In order to validate whether the differences in accuracy between SMT-LDA and other LDA-based methods are statistically significant, we perform the McNemar’s test for each algorithm. The McNemar’s test [22] computes the Z-statistics as follows:

$$\begin{aligned} Z=\frac{f_{12}-f_{21}}{\sqrt{f_{12}+f_{21}}} \end{aligned}$$
(8)

where \(f_{12}\) is the number of test samples that are erroneously classified by SMT-LDA and not by the comparison method and \(f_{21}\) has a dual meaning [22]. Accepting the common 5 % level of significance, the difference between the results of SMT-LDA and of each compared method is statistically significant if \(|Z| > 1.96\) [22]. When this condition is met, a negative or positive value of Z indicates that SMT-LDA or the compared method is more accurate, respectively.
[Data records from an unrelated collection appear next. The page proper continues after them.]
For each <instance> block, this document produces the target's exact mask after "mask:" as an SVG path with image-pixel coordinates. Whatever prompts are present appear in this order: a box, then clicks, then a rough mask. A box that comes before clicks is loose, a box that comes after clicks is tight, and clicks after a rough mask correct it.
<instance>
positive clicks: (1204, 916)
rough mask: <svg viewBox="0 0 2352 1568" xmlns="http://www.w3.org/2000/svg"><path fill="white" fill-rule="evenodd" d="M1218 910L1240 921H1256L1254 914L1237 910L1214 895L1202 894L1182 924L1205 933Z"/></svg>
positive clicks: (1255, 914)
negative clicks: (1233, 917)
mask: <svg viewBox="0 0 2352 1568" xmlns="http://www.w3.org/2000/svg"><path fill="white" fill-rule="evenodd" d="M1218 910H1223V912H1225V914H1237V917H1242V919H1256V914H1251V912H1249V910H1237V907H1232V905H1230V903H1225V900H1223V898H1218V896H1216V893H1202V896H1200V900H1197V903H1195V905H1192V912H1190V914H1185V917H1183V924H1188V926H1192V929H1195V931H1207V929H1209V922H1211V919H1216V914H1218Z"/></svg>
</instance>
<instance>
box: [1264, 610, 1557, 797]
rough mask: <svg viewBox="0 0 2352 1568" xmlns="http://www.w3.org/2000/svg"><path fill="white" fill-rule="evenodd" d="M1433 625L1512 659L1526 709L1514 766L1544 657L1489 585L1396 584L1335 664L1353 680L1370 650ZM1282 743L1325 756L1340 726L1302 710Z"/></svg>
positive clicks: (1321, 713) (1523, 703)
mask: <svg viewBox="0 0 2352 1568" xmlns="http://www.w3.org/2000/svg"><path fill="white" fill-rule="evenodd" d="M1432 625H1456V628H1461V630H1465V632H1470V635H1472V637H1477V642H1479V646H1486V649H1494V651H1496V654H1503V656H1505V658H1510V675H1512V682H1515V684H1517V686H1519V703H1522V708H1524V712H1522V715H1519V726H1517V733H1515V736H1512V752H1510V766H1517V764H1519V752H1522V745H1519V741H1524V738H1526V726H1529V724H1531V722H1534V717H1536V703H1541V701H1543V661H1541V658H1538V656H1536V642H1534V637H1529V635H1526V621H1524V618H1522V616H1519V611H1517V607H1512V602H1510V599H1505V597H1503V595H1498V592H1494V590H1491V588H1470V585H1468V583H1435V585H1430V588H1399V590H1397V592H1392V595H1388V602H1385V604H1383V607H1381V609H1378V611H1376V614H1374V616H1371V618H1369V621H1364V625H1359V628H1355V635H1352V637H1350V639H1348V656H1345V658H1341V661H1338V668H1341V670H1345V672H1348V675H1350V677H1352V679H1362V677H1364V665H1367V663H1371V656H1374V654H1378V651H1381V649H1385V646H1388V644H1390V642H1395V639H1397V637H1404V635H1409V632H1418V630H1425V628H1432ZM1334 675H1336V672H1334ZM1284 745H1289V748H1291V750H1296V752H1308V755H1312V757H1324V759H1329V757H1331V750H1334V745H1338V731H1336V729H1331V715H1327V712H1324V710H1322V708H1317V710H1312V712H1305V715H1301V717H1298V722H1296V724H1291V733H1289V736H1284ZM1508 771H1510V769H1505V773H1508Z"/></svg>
Tables 1 and 2 show the statistical test results using McNemar’s test on the Salinas and Indian Pines data sets, respectively. On Salinas, \(Z < -1.96\) is obtained when comparing SMT-LDA with each previous LDA technique except for the RLDA, where the difference in accuracy between SMT-LDA and RLDA is not significant in the cases of 15 labeled samples per class for training with an NN classifier and 25 labeled samples per class for training with an SVM classifier. On Indian Pines, the differences between the accuracies of SMT-LDA and of other LDA methods are statistically significant (\(Z < -3\)) in all cases.

Table 1 McNemar’s test on the Salinas data set to validate whether the difference between SMT-LDA and each of other LDA methods is statistical significant
Table 2 McNemar’s test on the Indian Pines data set to validate whether the difference between SMT-LDA and each of other LDA methods is statistical significant

From the above results, it can be seen that SMT-LDA provides more accurate predictions and outperforms traditional LDA methods in terms of overall classification performance. In fact, SMT-LDA can be also considered as a regularized method for estimating the covariance or scatter matrix [16]. The improvement over LDA methods indicates the benefits of using a sparse matrix transform technique for estimating the scatter matrix in solving the optimal discriminant vector.

4 Conclusions

In this paper, we have proposed an SMT-LDA method for dimension reduction and classification of hyperspectral remote sensing image. Because the available training samples in HSI classification are usually very limited, traditional LDA method is typically unstable. By representing the eigen-decomposition of total scatter matrix as an SMT, the total scatter matrix can be efficiently estimated and the estimator is always positive definite, which overcomes the singularity problem in traditional LDA algorithm. Experimental results demonstrate that SMT-LDA is usually more accurate, especially in small-sample-size cases.